Vertical collaborative learning system also known as vertical federated
learning (VFL) system has recently become prominent as a concept to process
data distributed across many individual sources without the need to centralize
it. Multiple participants collaboratively train models based on their local
data in a privacy-preserving manner. To date, VFL has become a de facto
solution to securely learn a model among organizations, allowing knowledge to
be shared without compromising privacy of any individual organizations.
Despite the prosperous development of VFL systems, we find that certain
inputs of a participant, named adversarial dominating inputs (ADIs), can
dominate the joint inference towards the direction of the adversary’s will and
force other (victim) participants to make negligible contributions, losing
rewards that are usually offered regarding the importance of their
contributions in collaborative learning scenarios.

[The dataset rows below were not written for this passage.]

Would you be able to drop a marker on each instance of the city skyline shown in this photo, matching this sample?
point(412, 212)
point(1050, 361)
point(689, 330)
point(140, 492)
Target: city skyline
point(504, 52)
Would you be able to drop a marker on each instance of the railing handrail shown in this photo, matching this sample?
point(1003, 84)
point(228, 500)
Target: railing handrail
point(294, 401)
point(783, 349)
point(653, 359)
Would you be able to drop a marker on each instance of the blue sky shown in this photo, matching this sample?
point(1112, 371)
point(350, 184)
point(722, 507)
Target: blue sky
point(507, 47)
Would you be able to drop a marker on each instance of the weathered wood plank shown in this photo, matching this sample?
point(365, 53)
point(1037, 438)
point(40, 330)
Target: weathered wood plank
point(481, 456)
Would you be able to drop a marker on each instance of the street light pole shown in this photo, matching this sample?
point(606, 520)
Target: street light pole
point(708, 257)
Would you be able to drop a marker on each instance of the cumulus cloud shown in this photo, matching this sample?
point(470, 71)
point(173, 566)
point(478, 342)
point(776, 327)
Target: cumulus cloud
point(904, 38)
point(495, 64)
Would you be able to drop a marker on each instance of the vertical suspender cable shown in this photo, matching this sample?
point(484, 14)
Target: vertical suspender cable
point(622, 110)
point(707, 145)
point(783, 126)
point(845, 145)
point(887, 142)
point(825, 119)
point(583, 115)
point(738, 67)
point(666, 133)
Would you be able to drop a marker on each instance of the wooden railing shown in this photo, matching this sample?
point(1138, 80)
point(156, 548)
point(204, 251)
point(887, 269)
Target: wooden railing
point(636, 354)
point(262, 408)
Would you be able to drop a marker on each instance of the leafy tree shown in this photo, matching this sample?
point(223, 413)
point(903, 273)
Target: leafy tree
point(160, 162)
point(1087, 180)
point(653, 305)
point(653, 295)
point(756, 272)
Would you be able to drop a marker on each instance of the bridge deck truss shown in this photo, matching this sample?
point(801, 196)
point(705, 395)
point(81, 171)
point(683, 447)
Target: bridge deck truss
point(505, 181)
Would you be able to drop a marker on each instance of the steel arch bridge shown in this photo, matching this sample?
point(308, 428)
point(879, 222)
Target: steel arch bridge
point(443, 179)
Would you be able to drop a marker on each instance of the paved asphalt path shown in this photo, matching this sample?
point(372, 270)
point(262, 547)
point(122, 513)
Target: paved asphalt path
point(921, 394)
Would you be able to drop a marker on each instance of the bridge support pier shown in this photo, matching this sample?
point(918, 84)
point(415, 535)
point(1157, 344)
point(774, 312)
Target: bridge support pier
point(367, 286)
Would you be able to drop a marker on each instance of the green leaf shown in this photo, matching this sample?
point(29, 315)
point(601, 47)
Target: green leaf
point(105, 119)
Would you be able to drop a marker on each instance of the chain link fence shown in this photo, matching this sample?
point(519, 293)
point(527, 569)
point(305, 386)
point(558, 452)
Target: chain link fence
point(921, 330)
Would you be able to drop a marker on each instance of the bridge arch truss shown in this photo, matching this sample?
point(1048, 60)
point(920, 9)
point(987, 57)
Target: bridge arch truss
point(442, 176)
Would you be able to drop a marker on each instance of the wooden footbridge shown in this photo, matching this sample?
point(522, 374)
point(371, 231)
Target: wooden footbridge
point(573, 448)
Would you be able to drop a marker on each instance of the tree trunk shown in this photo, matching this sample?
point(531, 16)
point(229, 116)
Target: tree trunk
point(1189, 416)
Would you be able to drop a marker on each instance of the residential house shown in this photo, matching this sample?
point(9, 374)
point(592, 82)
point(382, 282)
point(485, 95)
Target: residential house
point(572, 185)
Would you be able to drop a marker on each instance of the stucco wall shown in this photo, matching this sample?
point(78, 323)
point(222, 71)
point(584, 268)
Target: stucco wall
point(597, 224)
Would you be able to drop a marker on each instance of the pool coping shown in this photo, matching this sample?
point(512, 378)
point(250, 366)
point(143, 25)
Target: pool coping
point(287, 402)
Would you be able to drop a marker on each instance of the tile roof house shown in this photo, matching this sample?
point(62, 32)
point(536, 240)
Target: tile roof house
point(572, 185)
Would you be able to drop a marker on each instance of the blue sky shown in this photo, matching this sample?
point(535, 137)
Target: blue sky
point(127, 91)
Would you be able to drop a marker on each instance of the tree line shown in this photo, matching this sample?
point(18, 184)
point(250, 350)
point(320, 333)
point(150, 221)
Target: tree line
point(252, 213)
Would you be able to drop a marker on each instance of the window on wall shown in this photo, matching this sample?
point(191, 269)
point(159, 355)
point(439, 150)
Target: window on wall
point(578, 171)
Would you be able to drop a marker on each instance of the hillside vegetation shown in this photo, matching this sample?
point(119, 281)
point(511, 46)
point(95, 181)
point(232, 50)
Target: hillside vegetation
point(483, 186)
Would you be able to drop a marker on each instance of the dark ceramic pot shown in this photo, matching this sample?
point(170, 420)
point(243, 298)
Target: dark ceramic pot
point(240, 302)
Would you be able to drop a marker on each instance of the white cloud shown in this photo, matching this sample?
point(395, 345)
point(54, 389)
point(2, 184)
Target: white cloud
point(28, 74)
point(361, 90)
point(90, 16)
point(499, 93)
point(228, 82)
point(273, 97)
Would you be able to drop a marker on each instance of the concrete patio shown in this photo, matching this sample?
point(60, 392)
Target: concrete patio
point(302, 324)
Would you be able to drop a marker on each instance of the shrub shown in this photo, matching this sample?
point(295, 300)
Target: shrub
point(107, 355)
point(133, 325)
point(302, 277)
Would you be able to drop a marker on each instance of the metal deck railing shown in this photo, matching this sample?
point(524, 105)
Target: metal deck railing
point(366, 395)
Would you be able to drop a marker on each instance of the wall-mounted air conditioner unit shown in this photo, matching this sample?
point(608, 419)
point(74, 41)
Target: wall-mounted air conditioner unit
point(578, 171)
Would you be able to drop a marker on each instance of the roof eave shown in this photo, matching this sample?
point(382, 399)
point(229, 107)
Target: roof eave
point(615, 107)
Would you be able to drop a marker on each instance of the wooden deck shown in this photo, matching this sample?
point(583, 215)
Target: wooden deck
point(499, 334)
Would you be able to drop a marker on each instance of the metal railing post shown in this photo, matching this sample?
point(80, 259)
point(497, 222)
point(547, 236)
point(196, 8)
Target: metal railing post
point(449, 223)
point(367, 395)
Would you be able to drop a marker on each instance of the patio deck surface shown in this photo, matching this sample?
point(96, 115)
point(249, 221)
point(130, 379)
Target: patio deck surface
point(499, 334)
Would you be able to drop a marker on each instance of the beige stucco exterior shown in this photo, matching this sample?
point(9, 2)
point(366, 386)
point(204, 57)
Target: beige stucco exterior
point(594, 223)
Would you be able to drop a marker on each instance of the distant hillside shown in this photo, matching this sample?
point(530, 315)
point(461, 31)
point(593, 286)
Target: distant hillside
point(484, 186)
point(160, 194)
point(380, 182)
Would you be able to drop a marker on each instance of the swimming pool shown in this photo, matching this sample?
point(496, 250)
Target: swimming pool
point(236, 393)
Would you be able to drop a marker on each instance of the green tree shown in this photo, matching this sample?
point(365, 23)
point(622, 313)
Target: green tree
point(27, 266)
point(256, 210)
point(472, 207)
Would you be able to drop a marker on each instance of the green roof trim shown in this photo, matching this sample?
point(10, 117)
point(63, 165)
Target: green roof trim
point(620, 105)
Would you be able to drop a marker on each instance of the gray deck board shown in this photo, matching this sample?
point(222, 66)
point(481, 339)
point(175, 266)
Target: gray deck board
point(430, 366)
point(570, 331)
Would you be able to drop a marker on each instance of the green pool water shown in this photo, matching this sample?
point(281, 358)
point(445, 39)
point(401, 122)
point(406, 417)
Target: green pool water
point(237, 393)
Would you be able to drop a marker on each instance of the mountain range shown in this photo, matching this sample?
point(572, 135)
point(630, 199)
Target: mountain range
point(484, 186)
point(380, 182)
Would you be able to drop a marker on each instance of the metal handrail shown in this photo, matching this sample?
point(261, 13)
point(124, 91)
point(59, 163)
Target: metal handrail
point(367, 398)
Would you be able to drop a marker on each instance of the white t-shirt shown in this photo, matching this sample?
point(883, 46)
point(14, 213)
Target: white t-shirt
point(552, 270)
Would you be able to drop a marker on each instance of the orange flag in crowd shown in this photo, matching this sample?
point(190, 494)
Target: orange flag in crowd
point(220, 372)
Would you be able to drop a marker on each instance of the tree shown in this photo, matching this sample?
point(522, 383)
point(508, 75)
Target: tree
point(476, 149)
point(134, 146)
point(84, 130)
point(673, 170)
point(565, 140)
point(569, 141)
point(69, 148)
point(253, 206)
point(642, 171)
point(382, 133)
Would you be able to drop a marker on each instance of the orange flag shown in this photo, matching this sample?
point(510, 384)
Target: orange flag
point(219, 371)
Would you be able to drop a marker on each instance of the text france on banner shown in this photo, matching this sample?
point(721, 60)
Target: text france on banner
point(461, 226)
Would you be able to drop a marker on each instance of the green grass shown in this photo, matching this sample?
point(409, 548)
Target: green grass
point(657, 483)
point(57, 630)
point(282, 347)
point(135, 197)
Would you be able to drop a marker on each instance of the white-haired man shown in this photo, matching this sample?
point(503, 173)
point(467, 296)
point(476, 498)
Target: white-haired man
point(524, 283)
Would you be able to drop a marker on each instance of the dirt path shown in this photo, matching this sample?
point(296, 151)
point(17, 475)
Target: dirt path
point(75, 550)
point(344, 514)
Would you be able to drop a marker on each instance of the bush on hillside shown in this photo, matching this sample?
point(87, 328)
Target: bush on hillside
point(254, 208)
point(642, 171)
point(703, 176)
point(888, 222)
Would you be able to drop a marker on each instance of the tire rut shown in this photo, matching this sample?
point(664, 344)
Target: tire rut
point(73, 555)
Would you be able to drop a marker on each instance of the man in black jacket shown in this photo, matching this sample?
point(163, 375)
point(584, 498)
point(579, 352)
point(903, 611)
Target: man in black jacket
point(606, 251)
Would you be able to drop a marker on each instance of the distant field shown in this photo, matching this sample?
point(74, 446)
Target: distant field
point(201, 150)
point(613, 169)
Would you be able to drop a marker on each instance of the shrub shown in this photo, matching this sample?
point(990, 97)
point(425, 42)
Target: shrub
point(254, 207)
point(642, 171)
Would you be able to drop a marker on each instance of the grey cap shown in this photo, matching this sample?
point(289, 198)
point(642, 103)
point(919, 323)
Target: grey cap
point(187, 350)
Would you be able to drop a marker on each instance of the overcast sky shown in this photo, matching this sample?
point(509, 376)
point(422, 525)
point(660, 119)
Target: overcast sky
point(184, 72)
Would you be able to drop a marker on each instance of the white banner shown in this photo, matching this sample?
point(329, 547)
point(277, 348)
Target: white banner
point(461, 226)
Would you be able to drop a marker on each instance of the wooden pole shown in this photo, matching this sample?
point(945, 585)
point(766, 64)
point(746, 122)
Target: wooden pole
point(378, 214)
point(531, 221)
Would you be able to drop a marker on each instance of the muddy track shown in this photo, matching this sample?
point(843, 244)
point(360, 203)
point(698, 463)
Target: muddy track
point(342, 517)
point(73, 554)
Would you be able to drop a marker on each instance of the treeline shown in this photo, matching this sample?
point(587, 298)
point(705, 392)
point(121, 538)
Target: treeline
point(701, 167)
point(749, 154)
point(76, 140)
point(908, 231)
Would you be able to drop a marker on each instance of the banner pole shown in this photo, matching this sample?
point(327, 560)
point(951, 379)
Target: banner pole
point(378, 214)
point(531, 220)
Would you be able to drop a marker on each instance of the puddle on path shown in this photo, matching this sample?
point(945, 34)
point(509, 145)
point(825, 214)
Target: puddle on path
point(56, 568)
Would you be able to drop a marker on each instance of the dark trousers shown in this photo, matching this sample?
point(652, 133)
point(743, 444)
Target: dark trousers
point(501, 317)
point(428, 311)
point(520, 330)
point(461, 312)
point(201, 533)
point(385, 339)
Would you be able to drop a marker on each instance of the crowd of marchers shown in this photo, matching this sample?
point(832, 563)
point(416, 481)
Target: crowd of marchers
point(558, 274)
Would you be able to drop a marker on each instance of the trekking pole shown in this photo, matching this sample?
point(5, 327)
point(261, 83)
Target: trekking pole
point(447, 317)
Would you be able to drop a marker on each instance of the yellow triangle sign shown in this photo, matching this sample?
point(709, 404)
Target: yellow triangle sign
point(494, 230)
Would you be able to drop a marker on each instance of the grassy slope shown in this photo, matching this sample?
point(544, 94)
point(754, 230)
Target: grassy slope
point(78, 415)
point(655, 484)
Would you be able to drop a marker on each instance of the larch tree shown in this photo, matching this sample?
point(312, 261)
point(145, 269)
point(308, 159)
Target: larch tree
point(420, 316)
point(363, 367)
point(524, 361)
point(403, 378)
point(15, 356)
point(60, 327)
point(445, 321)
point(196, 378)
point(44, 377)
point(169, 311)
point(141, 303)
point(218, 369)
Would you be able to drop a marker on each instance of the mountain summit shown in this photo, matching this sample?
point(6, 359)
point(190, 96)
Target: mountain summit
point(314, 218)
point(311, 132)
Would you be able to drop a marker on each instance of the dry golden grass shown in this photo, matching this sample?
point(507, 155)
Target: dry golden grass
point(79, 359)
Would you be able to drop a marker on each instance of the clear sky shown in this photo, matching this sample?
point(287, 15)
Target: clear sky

We conduct a systematic study on ADIs by first proving their existence in
typical VFL systems. We then propose gradient-based methods to synthesize ADIs
of various formats and exploit common VFL systems. We further launch greybox
fuzz testing, guided by the resiliency score of “victim” participants, to
perturb adversary-controlled inputs and systematically explore the VFL attack
surface in a privacy-preserving manner. We conduct an in-depth study on the
influence of critical parameters and settings in synthesizing ADIs. Our study
reveals new VFL attack opportunities, promoting the identification of unknown
threats before breaches and building more secure VFL systems.